Yaşlılık bir gün mutlaka geliyor, istesek de istemesek de. Bu durak herkes için ve kaçınılmaz bir durak. 

Kimse yaşlanmasının nasıl gerçekleşeceğini bilmiyor ve belirleyemiyor. Şimdiye kadar hiç kimse kemiklerinin kırılganlığını, kaslarının zayıflamasını, depresif olmayı, unutkanlığı ve demansı kendi seçmiş değil. Hiç kimse eklemleri bozulsun, omurgası eğrilsin, ufaldıkça ufalsın ister mi? Ama olur işte bunlar. Önceki yıllarda kolaylıkla karşı çıkılan 'Yerçekimi Kuvveti' yaşlılık döneminde artık merhametsizce aşağı çekmekte ve düşürüp kırmakta ısrarcıdır.

Öğrenciyken tıp kitaplarından okunan, derslerde hocalardan dinlenen, sonraları kendi yakınlarımızda, çevremizde, hastalarımızda gördüğümüz  yaşlılık bulgularının gün gelir bize de uğrayacağını ve bir daha gitmeyeceğini düşünebilir miydik? Yaşlılık ile karşılaştığımızda anne ve babamız hayatta olmadığı için cephede tek başına kalırız. Öte taraf ile bu taraf arasında dayanacağımız tampon artık yoktur. İlerleyen yaşla birlikte bir gerçeğin daha farkına varılır. Önünüzde ulaşılması gereken yol artık tektir ve bu yaşamdan ayrılmaya giden yoldur.  Daha ulaşılacak umut yolları olduğunu düşünenler, böyle bir umudun olmadığını görecektir.

Bu dönemde araya girebilen sosyal sorunlar ve kayıplar kişiyi psikolojik bozukluklar içine sokabiliyor. Yapılan anketlere göre, yaşlıları ilgisizlik, hastalık ve ölüm korkutuyor.
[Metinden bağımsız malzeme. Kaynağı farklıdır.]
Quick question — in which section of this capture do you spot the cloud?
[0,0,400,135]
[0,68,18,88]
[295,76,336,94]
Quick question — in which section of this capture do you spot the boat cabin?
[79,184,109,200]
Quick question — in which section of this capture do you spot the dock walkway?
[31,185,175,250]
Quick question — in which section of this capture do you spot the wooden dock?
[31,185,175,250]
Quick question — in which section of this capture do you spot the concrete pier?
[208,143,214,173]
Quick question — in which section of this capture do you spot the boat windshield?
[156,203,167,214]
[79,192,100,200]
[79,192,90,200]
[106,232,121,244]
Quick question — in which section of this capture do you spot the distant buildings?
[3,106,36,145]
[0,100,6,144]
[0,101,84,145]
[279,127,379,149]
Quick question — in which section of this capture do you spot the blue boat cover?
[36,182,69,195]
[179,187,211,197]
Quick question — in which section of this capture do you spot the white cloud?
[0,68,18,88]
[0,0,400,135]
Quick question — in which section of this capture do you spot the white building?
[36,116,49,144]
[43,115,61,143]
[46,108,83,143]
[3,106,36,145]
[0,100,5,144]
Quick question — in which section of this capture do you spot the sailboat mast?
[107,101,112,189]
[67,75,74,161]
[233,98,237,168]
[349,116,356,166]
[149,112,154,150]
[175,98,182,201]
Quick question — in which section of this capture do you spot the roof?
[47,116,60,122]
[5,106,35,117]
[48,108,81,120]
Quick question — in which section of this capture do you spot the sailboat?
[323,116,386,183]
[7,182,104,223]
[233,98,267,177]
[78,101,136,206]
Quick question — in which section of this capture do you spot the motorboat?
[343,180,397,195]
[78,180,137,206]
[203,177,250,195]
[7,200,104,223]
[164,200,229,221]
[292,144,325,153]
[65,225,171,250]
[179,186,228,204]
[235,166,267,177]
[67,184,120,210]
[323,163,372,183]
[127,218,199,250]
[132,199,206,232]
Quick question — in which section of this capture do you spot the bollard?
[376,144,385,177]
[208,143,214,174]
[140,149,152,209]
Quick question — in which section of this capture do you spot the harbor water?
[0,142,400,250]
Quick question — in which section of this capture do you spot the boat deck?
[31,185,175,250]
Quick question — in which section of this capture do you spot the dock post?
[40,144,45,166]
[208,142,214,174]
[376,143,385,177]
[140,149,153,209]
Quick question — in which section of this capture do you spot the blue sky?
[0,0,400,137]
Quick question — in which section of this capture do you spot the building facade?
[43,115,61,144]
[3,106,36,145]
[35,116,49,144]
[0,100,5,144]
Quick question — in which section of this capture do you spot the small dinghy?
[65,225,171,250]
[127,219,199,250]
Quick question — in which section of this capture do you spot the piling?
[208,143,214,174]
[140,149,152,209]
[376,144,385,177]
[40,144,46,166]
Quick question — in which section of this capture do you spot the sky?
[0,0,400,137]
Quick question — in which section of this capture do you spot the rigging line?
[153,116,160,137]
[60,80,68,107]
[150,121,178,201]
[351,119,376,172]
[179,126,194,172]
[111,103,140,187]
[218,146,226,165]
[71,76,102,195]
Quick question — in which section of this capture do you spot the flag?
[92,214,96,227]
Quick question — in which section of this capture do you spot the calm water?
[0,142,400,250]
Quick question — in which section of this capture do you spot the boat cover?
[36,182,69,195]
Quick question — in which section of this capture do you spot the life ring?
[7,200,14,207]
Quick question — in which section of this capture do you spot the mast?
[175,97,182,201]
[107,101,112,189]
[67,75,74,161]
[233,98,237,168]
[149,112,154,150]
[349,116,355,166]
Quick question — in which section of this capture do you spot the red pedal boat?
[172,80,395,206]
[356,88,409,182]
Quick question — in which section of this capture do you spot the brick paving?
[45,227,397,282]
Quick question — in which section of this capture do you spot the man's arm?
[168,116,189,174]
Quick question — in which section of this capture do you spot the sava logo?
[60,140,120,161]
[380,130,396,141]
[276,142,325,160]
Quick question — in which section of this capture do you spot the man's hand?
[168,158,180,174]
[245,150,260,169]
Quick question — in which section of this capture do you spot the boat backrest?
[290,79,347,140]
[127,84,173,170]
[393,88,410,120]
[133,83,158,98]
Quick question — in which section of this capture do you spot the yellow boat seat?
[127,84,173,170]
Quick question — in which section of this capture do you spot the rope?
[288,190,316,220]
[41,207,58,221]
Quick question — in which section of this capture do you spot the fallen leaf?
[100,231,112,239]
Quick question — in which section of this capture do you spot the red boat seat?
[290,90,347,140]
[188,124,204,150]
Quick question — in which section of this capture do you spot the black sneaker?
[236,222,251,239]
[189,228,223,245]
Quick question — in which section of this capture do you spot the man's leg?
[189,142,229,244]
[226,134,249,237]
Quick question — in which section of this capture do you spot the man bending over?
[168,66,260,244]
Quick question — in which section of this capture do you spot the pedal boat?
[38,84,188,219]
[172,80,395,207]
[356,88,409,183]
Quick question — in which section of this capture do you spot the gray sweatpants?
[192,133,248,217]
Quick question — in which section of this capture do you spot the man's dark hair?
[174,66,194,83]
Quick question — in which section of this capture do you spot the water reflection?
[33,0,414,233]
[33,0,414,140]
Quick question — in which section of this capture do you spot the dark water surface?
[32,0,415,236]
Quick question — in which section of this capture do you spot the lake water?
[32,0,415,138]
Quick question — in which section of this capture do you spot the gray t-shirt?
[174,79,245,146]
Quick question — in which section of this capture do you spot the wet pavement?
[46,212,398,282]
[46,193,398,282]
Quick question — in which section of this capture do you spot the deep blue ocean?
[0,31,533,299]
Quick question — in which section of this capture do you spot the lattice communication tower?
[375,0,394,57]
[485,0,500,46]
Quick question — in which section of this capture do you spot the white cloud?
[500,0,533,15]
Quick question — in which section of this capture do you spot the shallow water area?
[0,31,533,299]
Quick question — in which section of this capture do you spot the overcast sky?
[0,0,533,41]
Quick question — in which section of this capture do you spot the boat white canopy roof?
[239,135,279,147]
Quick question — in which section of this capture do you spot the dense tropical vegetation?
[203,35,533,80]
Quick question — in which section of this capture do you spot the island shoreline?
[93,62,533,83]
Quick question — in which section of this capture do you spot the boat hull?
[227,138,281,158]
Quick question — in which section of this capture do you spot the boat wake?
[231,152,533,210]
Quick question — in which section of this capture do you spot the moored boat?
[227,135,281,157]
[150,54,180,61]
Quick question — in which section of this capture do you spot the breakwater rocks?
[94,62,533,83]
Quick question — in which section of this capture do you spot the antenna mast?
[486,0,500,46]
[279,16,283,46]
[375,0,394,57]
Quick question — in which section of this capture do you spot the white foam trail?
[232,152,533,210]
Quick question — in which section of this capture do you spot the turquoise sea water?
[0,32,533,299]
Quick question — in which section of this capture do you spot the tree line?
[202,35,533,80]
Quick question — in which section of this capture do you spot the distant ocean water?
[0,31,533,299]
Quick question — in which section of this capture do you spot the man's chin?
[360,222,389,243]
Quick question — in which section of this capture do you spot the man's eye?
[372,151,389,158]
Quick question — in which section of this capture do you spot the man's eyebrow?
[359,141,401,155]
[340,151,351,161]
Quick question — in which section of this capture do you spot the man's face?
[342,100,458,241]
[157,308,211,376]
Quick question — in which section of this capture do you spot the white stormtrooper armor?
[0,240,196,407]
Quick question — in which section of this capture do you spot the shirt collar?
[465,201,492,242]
Toplumun yaşlılara karşı olan tutumunda gerçek o ki, ilgisizlik ve duyarsızlık söz konusu. Bir kısım insana yaşlılık dönemini nerede geçirmek istediği sorulduğunda %40'ı tek başına da olsa kendi evinde, %30'u ise çocuklarıyla birlikte olmak istediklerini ifade ediyor.

Yine anketlerin sonuçlarına göre, günümüz gençlerinin yaşlılara gereken ilgiyi göstermediği sonucu ortaya çıkmış. İlgi gösterdikleri sonucu ortaya çıksaydı doğrusu ya çok şaşardım!.. Önemli değil, onlar da yaşlanacaklar. Bu süreç herkes için. 

Yaşam denen öyküye veda etmeye hazırlanılan yıllarda, doğanın görkemine ve her şeye bakan gözler artık hüznü yansıtan puslu gözler olup dillerde dolanıp duranlar ise, af dileyen sözcükler olmaktadır.